Aim: To examine the associations between the frequency of cannabis use and the use of other illicit drugs.
Design: A 25-year longitudinal study of the health, development and adjustment of a birth cohort of 1,265 New Zealand children.
Measurements: Annual assessments of the frequency of cannabis use were obtained for the period 14-25 years, together with measures of the use of other illicit drugs from the same time period.

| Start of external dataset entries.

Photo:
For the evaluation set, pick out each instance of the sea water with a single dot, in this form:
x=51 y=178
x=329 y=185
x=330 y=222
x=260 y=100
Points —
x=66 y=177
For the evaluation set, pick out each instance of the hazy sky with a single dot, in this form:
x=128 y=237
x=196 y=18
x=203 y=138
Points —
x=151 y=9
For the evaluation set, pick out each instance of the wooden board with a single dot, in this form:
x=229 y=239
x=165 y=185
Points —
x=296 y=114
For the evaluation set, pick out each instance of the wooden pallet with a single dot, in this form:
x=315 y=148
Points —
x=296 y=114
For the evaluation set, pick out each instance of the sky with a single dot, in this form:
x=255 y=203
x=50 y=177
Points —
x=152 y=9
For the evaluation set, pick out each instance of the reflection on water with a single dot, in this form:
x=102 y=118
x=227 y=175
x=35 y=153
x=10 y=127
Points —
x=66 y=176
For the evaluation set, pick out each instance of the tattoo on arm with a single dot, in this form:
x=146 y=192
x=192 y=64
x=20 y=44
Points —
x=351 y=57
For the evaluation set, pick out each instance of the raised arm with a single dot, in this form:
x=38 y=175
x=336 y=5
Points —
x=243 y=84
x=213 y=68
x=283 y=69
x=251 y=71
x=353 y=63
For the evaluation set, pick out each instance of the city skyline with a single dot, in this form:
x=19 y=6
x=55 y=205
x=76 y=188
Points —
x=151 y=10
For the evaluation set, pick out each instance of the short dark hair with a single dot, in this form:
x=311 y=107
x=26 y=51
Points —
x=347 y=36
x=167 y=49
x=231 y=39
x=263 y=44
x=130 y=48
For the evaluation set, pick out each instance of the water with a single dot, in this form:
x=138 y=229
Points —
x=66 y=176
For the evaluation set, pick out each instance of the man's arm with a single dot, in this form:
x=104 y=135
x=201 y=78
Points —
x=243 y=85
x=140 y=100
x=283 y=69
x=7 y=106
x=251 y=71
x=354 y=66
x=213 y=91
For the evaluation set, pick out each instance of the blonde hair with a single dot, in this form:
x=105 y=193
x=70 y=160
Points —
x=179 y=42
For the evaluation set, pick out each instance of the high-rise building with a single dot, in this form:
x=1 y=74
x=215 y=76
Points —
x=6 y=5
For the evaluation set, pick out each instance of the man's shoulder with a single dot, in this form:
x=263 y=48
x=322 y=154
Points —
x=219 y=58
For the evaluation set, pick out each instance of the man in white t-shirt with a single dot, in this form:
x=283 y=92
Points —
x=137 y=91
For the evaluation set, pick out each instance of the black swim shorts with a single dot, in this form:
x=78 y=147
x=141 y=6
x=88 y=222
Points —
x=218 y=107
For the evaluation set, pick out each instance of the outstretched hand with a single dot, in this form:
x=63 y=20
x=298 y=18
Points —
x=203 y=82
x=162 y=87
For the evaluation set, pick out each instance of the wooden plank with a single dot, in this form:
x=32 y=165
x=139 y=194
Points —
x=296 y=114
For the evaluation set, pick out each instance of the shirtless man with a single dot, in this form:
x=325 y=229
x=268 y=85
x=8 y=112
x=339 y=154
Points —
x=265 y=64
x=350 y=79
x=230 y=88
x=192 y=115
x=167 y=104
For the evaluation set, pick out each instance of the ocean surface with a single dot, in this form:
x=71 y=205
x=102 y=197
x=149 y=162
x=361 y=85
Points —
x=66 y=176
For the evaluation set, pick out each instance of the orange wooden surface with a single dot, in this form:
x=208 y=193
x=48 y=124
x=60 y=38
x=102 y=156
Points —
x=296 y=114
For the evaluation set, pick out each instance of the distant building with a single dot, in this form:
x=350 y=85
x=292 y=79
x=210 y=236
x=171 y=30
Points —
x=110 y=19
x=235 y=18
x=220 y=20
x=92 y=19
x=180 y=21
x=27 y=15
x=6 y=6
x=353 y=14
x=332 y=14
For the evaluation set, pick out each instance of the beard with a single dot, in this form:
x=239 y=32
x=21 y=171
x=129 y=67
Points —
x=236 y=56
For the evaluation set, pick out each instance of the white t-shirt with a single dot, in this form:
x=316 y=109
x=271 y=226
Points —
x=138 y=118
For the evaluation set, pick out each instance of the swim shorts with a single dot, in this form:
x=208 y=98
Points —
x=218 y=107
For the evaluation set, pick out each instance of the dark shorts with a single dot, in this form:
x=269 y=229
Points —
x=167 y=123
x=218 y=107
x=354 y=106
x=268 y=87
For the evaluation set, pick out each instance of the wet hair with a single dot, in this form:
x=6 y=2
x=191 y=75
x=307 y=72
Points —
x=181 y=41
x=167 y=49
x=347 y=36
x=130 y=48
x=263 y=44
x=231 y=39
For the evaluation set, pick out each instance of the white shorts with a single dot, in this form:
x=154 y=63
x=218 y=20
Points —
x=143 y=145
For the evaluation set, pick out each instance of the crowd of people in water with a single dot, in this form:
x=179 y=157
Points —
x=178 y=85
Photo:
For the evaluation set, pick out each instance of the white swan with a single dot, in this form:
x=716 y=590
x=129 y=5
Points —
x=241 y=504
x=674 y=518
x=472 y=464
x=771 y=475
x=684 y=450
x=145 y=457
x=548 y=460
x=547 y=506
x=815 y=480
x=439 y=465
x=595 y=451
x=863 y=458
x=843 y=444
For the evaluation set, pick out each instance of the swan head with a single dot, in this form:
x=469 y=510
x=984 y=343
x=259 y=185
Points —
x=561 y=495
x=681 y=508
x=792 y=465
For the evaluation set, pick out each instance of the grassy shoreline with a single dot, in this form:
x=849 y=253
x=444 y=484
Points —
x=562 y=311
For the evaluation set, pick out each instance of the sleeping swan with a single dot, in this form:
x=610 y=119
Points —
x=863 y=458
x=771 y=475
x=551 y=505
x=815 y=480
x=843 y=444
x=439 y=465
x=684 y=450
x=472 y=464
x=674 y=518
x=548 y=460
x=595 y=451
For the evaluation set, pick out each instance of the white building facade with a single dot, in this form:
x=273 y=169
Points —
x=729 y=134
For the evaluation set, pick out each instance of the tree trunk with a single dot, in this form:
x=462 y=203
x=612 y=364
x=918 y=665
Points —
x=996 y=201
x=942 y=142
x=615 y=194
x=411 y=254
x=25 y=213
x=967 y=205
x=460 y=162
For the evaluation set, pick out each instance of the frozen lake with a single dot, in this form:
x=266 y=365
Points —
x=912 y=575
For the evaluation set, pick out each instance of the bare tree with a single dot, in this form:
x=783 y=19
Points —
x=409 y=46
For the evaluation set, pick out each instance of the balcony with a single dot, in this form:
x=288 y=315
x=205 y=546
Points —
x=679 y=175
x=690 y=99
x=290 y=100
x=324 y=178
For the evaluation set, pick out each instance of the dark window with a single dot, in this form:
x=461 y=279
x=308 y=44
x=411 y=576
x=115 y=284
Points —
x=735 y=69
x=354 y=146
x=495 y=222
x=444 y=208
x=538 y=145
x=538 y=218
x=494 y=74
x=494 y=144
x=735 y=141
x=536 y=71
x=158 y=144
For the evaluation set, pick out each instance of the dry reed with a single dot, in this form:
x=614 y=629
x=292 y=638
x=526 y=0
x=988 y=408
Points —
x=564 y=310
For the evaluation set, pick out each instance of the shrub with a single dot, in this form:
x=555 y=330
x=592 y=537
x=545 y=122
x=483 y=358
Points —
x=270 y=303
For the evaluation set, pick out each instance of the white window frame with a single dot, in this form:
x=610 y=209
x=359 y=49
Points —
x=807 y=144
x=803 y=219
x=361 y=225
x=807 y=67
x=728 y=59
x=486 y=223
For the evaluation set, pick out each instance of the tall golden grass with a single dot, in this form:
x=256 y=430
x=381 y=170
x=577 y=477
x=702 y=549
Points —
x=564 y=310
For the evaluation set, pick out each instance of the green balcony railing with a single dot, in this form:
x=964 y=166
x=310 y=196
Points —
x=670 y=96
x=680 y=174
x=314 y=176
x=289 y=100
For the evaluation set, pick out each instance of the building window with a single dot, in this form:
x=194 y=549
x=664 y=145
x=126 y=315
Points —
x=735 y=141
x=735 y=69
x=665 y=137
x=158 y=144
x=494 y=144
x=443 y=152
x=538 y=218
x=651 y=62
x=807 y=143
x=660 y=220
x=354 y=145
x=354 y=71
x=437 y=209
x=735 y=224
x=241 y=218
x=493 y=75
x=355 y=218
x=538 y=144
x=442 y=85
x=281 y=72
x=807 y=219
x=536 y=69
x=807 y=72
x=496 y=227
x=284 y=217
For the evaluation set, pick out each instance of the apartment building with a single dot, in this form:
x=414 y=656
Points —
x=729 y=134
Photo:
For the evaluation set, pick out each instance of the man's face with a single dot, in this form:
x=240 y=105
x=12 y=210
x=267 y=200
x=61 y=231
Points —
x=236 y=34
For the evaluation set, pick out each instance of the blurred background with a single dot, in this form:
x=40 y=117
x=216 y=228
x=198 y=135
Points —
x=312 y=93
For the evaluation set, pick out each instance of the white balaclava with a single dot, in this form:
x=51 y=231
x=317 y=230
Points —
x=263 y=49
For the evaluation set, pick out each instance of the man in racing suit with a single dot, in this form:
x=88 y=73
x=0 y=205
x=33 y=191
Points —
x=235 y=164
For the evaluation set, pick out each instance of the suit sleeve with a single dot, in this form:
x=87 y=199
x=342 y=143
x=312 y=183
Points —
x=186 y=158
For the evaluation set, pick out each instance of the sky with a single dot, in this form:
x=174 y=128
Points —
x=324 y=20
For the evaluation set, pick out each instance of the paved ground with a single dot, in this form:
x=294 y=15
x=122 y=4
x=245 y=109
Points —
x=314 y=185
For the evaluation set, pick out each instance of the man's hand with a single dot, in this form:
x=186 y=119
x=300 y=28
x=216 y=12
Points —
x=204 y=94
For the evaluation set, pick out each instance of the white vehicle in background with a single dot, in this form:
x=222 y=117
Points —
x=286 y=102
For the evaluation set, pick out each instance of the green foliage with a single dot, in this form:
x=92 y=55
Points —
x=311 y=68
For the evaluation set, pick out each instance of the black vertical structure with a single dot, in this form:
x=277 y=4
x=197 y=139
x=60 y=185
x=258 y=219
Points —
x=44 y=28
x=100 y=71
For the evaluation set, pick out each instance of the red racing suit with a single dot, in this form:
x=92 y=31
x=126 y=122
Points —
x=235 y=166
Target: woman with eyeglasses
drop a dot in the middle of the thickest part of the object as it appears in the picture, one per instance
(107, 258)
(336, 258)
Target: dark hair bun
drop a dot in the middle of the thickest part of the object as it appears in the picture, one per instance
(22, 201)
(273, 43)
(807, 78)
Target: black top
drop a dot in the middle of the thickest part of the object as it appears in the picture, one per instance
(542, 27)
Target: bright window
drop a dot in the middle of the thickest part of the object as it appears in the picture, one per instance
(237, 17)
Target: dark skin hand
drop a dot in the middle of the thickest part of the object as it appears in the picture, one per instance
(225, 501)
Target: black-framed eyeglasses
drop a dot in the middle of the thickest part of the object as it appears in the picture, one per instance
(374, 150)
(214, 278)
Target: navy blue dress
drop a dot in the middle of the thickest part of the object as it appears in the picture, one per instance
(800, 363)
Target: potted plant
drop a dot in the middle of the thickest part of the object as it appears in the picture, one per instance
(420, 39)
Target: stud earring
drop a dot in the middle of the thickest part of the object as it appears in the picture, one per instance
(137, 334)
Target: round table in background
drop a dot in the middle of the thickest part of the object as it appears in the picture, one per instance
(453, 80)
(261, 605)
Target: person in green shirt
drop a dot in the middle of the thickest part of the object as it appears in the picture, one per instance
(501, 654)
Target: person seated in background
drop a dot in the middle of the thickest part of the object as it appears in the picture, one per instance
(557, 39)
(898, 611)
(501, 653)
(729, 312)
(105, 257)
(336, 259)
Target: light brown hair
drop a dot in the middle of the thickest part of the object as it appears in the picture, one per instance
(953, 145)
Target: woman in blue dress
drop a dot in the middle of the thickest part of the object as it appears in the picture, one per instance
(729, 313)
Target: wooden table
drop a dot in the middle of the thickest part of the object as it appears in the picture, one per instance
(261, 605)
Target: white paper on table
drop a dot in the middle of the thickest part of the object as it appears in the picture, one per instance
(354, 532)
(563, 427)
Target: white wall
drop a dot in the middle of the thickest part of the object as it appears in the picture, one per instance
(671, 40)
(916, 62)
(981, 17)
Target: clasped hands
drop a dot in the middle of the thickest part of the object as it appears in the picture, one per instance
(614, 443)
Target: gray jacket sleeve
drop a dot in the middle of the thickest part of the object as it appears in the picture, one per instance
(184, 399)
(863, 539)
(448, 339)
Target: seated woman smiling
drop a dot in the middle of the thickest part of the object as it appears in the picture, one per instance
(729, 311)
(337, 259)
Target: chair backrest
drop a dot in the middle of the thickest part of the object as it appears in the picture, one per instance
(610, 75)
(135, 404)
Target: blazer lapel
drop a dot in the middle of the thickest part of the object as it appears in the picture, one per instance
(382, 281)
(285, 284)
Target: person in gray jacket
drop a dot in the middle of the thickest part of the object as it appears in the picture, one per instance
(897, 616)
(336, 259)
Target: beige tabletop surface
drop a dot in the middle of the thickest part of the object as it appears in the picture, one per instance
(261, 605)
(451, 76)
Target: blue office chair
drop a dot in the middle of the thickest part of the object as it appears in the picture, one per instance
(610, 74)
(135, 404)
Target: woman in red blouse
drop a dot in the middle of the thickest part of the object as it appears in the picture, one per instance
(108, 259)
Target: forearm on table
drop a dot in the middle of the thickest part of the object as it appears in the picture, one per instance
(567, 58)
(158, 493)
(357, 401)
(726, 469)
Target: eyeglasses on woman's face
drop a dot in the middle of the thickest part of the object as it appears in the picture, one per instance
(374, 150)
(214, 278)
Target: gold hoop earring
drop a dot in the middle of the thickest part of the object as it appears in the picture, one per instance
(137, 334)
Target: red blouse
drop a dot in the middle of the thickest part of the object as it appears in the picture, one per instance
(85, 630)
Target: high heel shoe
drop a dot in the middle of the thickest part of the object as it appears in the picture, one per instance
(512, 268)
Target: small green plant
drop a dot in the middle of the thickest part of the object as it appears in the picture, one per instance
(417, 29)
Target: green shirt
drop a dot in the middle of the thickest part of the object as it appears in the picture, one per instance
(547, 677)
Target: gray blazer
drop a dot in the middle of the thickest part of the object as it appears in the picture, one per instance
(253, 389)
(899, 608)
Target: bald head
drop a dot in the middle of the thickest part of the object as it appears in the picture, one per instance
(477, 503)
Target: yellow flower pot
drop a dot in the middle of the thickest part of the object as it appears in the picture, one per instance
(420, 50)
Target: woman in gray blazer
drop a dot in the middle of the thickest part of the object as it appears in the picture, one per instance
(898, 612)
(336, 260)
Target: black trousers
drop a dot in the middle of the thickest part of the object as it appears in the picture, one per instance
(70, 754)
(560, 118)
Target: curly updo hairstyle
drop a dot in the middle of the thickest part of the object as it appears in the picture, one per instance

Findings: The frequency of cannabis use was associated significantly with the use of other illicit drugs, other illicit drug abuse/dependence and the use of a diversity of other drugs. This association was found to be particularly strong during adolescence but declined rapidly as age increased. Statistical control for confounding by both fixed and time dynamic factors using random- and fixed-effects regression models reduced the strength of association between frequency of cannabis use and other illicit drug use, but a strong association between frequency of cannabis use and other illicit drug use remained even after control for non-observed and time-dynamic sources of confounding.
Conclusions: Regular or heavy cannabis use was associated with an increased risk of using other illicit drugs, abusing or becoming dependent upon other illicit drugs, and using a wider variety of other illicit drugs. The risks of use, abuse/dependence, and use of a diversity of other drugs declined with increasing age. The findings may support a general causal model such as the cannabis gateway hypothesis, but the actual causal mechanisms underlying such a gateway, and the extent to which these causal mechanisms are direct or indirect, remain unclear.